Broder ("David" to everyone in the hallway, the elevator, the campaign filing center, of course) remained the consummate collegial figure long after -- decades after -- earning the status of "dean of the Washington press corps." He had no pretense in him. He was a big-name pundit, but, most of all, he was a thing we used to call "a newspaper reporter." He knocked on doors to the very end of his career, interviewing voters, getting to know the local political organizers, never promoting himself to a rank too exalted to conduct shoe-leather reporting or pound out a deadline story in a cold gym in some remote corner of New Hampshire or Iowa.
Who am I kidding: He loved those gyms! And the tighter the deadline, the better.

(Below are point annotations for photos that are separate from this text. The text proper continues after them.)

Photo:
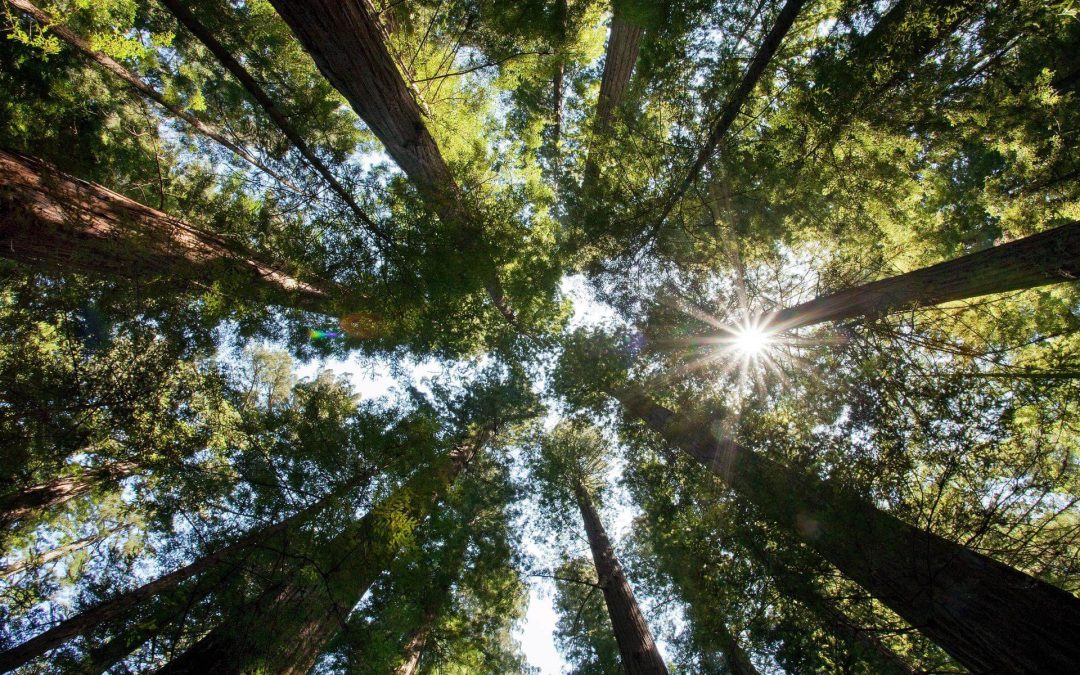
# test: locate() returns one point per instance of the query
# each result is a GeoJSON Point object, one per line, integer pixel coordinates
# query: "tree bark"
{"type": "Point", "coordinates": [40, 558]}
{"type": "Point", "coordinates": [109, 64]}
{"type": "Point", "coordinates": [16, 507]}
{"type": "Point", "coordinates": [987, 616]}
{"type": "Point", "coordinates": [119, 606]}
{"type": "Point", "coordinates": [286, 629]}
{"type": "Point", "coordinates": [54, 220]}
{"type": "Point", "coordinates": [189, 21]}
{"type": "Point", "coordinates": [1049, 257]}
{"type": "Point", "coordinates": [346, 40]}
{"type": "Point", "coordinates": [639, 653]}
{"type": "Point", "coordinates": [620, 57]}
{"type": "Point", "coordinates": [624, 42]}
{"type": "Point", "coordinates": [734, 103]}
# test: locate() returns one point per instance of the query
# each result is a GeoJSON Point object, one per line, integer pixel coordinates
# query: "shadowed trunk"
{"type": "Point", "coordinates": [987, 616]}
{"type": "Point", "coordinates": [347, 42]}
{"type": "Point", "coordinates": [1044, 258]}
{"type": "Point", "coordinates": [119, 606]}
{"type": "Point", "coordinates": [109, 64]}
{"type": "Point", "coordinates": [285, 629]}
{"type": "Point", "coordinates": [57, 221]}
{"type": "Point", "coordinates": [185, 16]}
{"type": "Point", "coordinates": [620, 57]}
{"type": "Point", "coordinates": [16, 507]}
{"type": "Point", "coordinates": [734, 103]}
{"type": "Point", "coordinates": [638, 652]}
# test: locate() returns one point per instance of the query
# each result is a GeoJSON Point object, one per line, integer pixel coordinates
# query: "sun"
{"type": "Point", "coordinates": [751, 340]}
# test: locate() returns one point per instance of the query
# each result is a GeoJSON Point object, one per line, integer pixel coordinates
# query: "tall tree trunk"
{"type": "Point", "coordinates": [109, 64]}
{"type": "Point", "coordinates": [58, 221]}
{"type": "Point", "coordinates": [36, 559]}
{"type": "Point", "coordinates": [639, 653]}
{"type": "Point", "coordinates": [16, 507]}
{"type": "Point", "coordinates": [987, 616]}
{"type": "Point", "coordinates": [189, 21]}
{"type": "Point", "coordinates": [346, 40]}
{"type": "Point", "coordinates": [734, 103]}
{"type": "Point", "coordinates": [416, 644]}
{"type": "Point", "coordinates": [121, 605]}
{"type": "Point", "coordinates": [285, 629]}
{"type": "Point", "coordinates": [1044, 258]}
{"type": "Point", "coordinates": [624, 41]}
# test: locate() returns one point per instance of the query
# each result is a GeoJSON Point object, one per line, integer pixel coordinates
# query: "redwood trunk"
{"type": "Point", "coordinates": [119, 606]}
{"type": "Point", "coordinates": [619, 61]}
{"type": "Point", "coordinates": [1044, 258]}
{"type": "Point", "coordinates": [16, 507]}
{"type": "Point", "coordinates": [54, 220]}
{"type": "Point", "coordinates": [639, 653]}
{"type": "Point", "coordinates": [286, 629]}
{"type": "Point", "coordinates": [987, 616]}
{"type": "Point", "coordinates": [347, 42]}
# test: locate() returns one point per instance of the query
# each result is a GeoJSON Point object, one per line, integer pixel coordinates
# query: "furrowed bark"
{"type": "Point", "coordinates": [346, 40]}
{"type": "Point", "coordinates": [189, 21]}
{"type": "Point", "coordinates": [119, 606]}
{"type": "Point", "coordinates": [286, 629]}
{"type": "Point", "coordinates": [57, 221]}
{"type": "Point", "coordinates": [16, 507]}
{"type": "Point", "coordinates": [1049, 257]}
{"type": "Point", "coordinates": [987, 616]}
{"type": "Point", "coordinates": [620, 57]}
{"type": "Point", "coordinates": [106, 62]}
{"type": "Point", "coordinates": [734, 103]}
{"type": "Point", "coordinates": [638, 651]}
{"type": "Point", "coordinates": [58, 552]}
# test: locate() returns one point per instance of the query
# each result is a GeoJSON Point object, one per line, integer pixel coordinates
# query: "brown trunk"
{"type": "Point", "coordinates": [734, 102]}
{"type": "Point", "coordinates": [190, 22]}
{"type": "Point", "coordinates": [119, 606]}
{"type": "Point", "coordinates": [58, 221]}
{"type": "Point", "coordinates": [639, 653]}
{"type": "Point", "coordinates": [16, 507]}
{"type": "Point", "coordinates": [619, 61]}
{"type": "Point", "coordinates": [987, 616]}
{"type": "Point", "coordinates": [100, 58]}
{"type": "Point", "coordinates": [286, 629]}
{"type": "Point", "coordinates": [345, 38]}
{"type": "Point", "coordinates": [347, 42]}
{"type": "Point", "coordinates": [1044, 258]}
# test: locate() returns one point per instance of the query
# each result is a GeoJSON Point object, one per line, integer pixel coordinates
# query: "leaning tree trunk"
{"type": "Point", "coordinates": [287, 626]}
{"type": "Point", "coordinates": [347, 42]}
{"type": "Point", "coordinates": [16, 507]}
{"type": "Point", "coordinates": [734, 103]}
{"type": "Point", "coordinates": [57, 221]}
{"type": "Point", "coordinates": [987, 616]}
{"type": "Point", "coordinates": [112, 66]}
{"type": "Point", "coordinates": [118, 607]}
{"type": "Point", "coordinates": [185, 16]}
{"type": "Point", "coordinates": [1049, 257]}
{"type": "Point", "coordinates": [639, 653]}
{"type": "Point", "coordinates": [620, 57]}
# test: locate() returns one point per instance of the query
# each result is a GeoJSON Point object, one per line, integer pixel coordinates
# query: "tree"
{"type": "Point", "coordinates": [910, 570]}
{"type": "Point", "coordinates": [570, 460]}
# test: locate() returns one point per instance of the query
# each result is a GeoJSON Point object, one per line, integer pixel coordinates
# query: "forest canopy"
{"type": "Point", "coordinates": [337, 336]}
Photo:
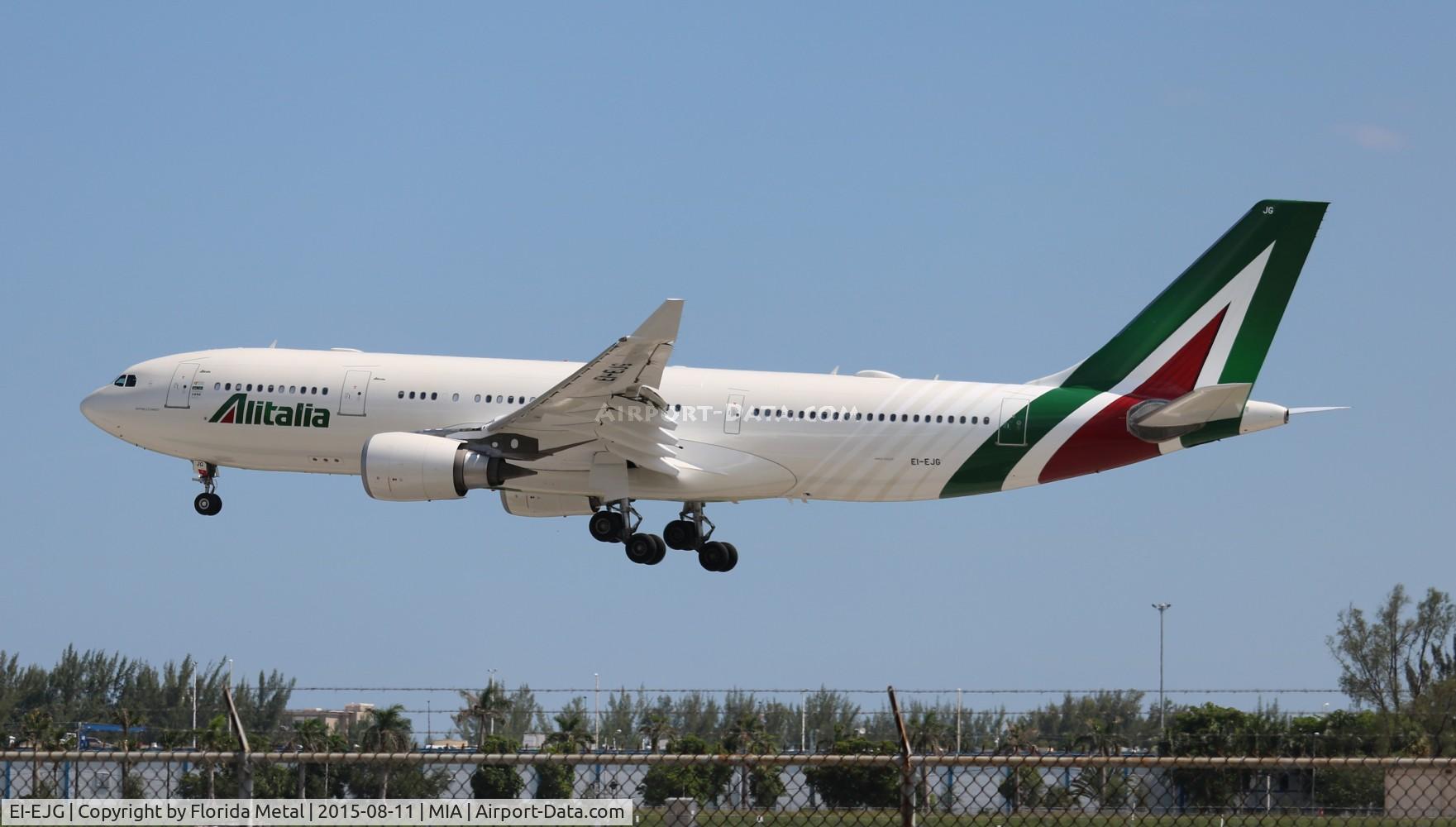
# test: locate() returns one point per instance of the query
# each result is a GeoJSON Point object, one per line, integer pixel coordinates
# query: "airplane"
{"type": "Point", "coordinates": [590, 438]}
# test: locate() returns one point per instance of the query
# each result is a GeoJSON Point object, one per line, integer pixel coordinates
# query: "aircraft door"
{"type": "Point", "coordinates": [179, 394]}
{"type": "Point", "coordinates": [1015, 413]}
{"type": "Point", "coordinates": [733, 414]}
{"type": "Point", "coordinates": [356, 392]}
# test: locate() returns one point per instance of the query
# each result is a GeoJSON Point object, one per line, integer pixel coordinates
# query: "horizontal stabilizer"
{"type": "Point", "coordinates": [1200, 405]}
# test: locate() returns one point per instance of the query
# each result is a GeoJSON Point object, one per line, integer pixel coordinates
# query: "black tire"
{"type": "Point", "coordinates": [680, 535]}
{"type": "Point", "coordinates": [642, 547]}
{"type": "Point", "coordinates": [733, 557]}
{"type": "Point", "coordinates": [606, 526]}
{"type": "Point", "coordinates": [713, 557]}
{"type": "Point", "coordinates": [661, 551]}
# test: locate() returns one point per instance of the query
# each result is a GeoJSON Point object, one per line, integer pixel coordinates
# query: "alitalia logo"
{"type": "Point", "coordinates": [241, 411]}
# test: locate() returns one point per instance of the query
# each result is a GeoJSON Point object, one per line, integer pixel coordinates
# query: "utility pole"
{"type": "Point", "coordinates": [958, 706]}
{"type": "Point", "coordinates": [1162, 706]}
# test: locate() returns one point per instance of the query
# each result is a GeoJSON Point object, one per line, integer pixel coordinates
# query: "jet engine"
{"type": "Point", "coordinates": [408, 468]}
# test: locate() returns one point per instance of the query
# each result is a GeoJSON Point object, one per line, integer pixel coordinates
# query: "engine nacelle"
{"type": "Point", "coordinates": [408, 468]}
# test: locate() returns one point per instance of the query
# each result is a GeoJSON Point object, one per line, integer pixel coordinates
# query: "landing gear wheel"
{"type": "Point", "coordinates": [733, 557]}
{"type": "Point", "coordinates": [207, 504]}
{"type": "Point", "coordinates": [646, 549]}
{"type": "Point", "coordinates": [680, 535]}
{"type": "Point", "coordinates": [714, 557]}
{"type": "Point", "coordinates": [606, 526]}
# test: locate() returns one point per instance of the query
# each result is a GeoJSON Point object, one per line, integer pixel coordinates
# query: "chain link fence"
{"type": "Point", "coordinates": [792, 788]}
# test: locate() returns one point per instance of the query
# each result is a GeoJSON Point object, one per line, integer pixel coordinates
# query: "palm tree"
{"type": "Point", "coordinates": [747, 735]}
{"type": "Point", "coordinates": [928, 735]}
{"type": "Point", "coordinates": [309, 735]}
{"type": "Point", "coordinates": [1018, 739]}
{"type": "Point", "coordinates": [388, 731]}
{"type": "Point", "coordinates": [571, 734]}
{"type": "Point", "coordinates": [214, 739]}
{"type": "Point", "coordinates": [657, 729]}
{"type": "Point", "coordinates": [488, 705]}
{"type": "Point", "coordinates": [38, 729]}
{"type": "Point", "coordinates": [1098, 740]}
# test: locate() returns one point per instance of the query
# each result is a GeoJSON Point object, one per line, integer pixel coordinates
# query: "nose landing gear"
{"type": "Point", "coordinates": [207, 503]}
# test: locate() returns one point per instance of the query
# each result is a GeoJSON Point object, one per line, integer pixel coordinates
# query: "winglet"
{"type": "Point", "coordinates": [661, 325]}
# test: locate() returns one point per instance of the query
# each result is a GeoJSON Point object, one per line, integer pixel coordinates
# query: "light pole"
{"type": "Point", "coordinates": [1162, 706]}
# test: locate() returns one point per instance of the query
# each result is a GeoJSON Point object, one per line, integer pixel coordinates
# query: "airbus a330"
{"type": "Point", "coordinates": [590, 438]}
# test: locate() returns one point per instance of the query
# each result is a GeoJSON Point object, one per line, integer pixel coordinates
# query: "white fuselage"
{"type": "Point", "coordinates": [740, 434]}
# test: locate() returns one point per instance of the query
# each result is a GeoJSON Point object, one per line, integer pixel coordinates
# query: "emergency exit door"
{"type": "Point", "coordinates": [179, 394]}
{"type": "Point", "coordinates": [356, 392]}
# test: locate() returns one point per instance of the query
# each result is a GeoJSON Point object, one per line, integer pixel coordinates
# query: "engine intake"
{"type": "Point", "coordinates": [409, 468]}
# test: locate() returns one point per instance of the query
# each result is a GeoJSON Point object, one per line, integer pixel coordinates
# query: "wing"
{"type": "Point", "coordinates": [610, 401]}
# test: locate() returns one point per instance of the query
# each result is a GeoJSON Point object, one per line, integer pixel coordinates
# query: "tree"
{"type": "Point", "coordinates": [485, 710]}
{"type": "Point", "coordinates": [388, 731]}
{"type": "Point", "coordinates": [40, 731]}
{"type": "Point", "coordinates": [1100, 740]}
{"type": "Point", "coordinates": [858, 785]}
{"type": "Point", "coordinates": [1018, 739]}
{"type": "Point", "coordinates": [1392, 660]}
{"type": "Point", "coordinates": [571, 734]}
{"type": "Point", "coordinates": [497, 781]}
{"type": "Point", "coordinates": [746, 735]}
{"type": "Point", "coordinates": [657, 729]}
{"type": "Point", "coordinates": [928, 735]}
{"type": "Point", "coordinates": [702, 782]}
{"type": "Point", "coordinates": [214, 739]}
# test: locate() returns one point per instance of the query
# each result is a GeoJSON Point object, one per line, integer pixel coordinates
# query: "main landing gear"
{"type": "Point", "coordinates": [619, 523]}
{"type": "Point", "coordinates": [207, 503]}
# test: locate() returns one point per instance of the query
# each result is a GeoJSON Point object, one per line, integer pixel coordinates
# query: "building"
{"type": "Point", "coordinates": [335, 719]}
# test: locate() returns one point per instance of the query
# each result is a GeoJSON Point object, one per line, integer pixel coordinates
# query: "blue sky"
{"type": "Point", "coordinates": [967, 191]}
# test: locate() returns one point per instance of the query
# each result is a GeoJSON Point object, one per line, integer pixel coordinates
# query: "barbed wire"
{"type": "Point", "coordinates": [881, 691]}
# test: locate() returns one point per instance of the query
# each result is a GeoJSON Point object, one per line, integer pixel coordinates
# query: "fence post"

He could turn his analytical eye on his own reporting: Read this story by Broder, in which he expresses doubts about his influential report of Ed Muskie becoming tearful in the snow outside the Union-Leader office in the 1972 New Hampshire primary. Maybe it was just melting snow!
The syndicate known as The Washington Post Writers Group was pretty much invented to handle David Broder's prodigious output. He was also a professor at the University of Maryland. A number of ideologues, particularly in Blogworld, hated him for his political leanings, which were very close to being perfectly vertical. But that was enraging: He anchored himself in the political center, and religiously espoused good government, compromise solutions and bipartisanship. Naturally, the true believers viewed him as a dangerous moderate, a dinosaur, a centrist crank.
I doubt the hectoring bothered Broder, since he was too busy to worry about that stuff. He was a busy man -- he had some reporting to do.